The pilot story centers on the start of the school year, typical family conflicts (rebellious older sister; butthead older brother), and adolescent friendships and relationships. Where The Wonder Years really defines itself, though, is in the pilot’s final third. To this point, it’s been heartfelt and genuine and funny and just sad enough in a very identifiable way.

And then Brian Cooper dies.

Winnie’s older brother only appears in three episodes of the entire show, and two of those are the pilot and its immediate follow-up. It’s taken me years to realize just how much the impact of that character’s death in Vietnam shapes several significant events over the course of the series.

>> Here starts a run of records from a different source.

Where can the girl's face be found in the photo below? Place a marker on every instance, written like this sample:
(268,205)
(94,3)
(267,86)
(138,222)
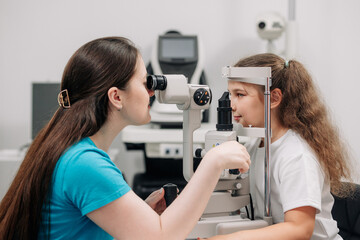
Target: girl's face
(137,97)
(247,103)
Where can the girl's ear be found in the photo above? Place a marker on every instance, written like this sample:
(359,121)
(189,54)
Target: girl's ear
(115,96)
(275,97)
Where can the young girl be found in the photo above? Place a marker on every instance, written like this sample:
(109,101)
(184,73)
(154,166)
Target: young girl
(307,156)
(68,188)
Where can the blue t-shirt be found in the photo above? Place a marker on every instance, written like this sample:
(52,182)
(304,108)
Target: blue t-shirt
(84,180)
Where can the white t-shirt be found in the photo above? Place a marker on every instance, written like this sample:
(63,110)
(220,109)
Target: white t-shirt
(297,180)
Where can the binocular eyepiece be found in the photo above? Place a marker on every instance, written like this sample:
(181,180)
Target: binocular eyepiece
(156,82)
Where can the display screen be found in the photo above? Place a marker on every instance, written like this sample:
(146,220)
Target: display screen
(44,104)
(178,48)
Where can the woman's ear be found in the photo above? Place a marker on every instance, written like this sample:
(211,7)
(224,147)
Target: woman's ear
(275,97)
(115,98)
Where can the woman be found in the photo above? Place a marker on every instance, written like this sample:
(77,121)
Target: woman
(68,188)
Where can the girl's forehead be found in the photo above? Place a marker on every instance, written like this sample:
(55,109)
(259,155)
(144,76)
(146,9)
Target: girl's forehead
(236,85)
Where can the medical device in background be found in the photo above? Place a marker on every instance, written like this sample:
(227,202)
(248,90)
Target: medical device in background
(232,193)
(174,53)
(271,25)
(44,104)
(161,139)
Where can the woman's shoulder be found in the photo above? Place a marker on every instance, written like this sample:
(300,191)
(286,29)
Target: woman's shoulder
(83,152)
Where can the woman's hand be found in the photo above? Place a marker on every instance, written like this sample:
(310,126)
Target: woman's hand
(219,237)
(156,201)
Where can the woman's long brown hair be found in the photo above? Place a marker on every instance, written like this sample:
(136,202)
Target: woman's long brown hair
(90,72)
(303,111)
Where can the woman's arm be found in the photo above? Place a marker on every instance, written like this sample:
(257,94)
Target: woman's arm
(298,224)
(129,217)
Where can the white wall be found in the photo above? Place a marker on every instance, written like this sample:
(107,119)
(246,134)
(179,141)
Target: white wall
(37,38)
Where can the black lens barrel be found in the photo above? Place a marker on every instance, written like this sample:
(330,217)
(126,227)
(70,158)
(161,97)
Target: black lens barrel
(156,82)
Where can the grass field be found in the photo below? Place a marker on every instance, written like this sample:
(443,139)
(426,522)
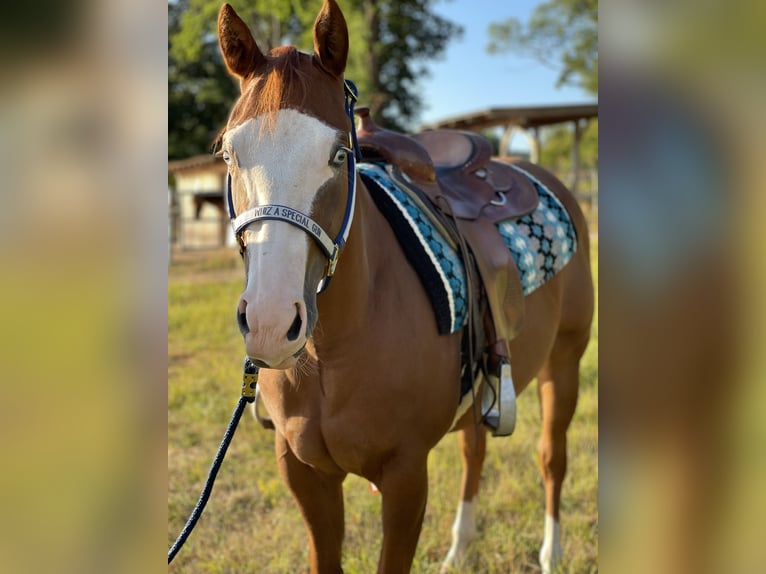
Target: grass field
(252,525)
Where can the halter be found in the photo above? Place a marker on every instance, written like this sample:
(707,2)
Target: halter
(330,248)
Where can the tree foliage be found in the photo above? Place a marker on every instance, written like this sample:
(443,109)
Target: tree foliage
(560,33)
(390,45)
(556,147)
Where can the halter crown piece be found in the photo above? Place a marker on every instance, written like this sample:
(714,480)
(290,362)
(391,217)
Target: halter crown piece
(330,248)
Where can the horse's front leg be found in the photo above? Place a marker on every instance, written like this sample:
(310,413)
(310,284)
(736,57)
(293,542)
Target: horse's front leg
(320,498)
(404,487)
(473,446)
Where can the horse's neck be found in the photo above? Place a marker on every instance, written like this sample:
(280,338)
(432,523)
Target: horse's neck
(344,309)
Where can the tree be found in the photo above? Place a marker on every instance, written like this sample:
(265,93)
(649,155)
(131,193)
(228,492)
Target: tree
(200,92)
(391,43)
(560,33)
(401,36)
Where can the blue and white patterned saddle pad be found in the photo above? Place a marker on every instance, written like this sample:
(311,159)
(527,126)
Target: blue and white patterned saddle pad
(541,243)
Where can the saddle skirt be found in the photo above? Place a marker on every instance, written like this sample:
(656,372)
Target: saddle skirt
(541,243)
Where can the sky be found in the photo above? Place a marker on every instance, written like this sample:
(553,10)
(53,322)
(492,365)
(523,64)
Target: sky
(468,79)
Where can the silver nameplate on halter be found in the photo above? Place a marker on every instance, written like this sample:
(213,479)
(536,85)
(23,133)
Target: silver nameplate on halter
(498,402)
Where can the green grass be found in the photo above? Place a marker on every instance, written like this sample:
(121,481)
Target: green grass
(251,523)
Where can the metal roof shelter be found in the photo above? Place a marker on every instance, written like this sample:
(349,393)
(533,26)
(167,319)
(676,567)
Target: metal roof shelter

Kevin Arnold and Winnie Cooper - The Wonder YearsHaving screwed up royally and gotten in major trouble at school, Kevin rides home with his parents anticipating a severe punishment at the hands of his father. The three of them are met on the front porch by Kevin’s older brother and sister, who break the news about Brian’s death. It’s one of the series’ defining moments, bringing a real weight to the show, and setting up the iconic final moments, when Kevin and Winnie share their first kiss as he comforts her in the woods where they used to play. (MAJOR sigh of relief upon watching this one: Percy Sledge’s “When A Man Loves A Woman” still accompanies this scene. In my mind, this song is as inextricably tied to the scene as Peter Gabriel’s “In Your Eyes” is to John Cusack holding up a boom box. Maybe even more so.)

Episode two, “Swingers,” picks up immediately following the events of the pilot, opening at Brian Cooper’s funeral. (1980s pop culture afficionados, take note: The priest at the ceremony is David Lightman’s father – “This corn is raw!” – from WarGames.) Again, I’m incredibly relieved to hear Buffalo Springfield’s “For What It’s Worth” – you know, the “There’s something happening here…” song – playing on the soundtrack.

“Swingers” does a fantastic job of balancing the Cooper family’s with Kevin’s confusion in the wake of his kiss with Winnie, interwoven with the onset of junior-high sex education. Classic moment: Kevin’s gym teacher/sex ed instructor draws a diagram of the female reproductive system.

“Suddenly it became very clear why Mr. Cutlip had never been married,” Narrator Kevin recalls. “Any man who saw women that way would have no reason to.”

Cutlip Class Wonder Years

(This scene cracked my daughter up.)

And “Swingers” just moves from one great scene to another: There’s Kevin and Paul’s quest to buy a copy of “Everything You Always Wanted to Know About Sex (But Were Afraid to Ask),” Wayne’s know-it-all doofus advice, and the post-first-kiss unease that casts Kevin and Winnie’s friendship in a new light.

Episodes three and four – “My Father’s Office” and “Angel,” respectively – establish the series’ approach to stand-alone stories that focus more on the Arnold family than the ongoing junior-high struggles. They also begin to round out a few of these relationships and characters, again setting things up for echoes and recurring themes down the road.

“My Father’s Office” looks at Kevin’s relationship with his dad, whom he accompanies to work for a day. Jack Arnold gets some depth to work with, and there’s a funny fantasy sequence in which Kevin imagines himself as an office boss, with his siblings as his subordinates.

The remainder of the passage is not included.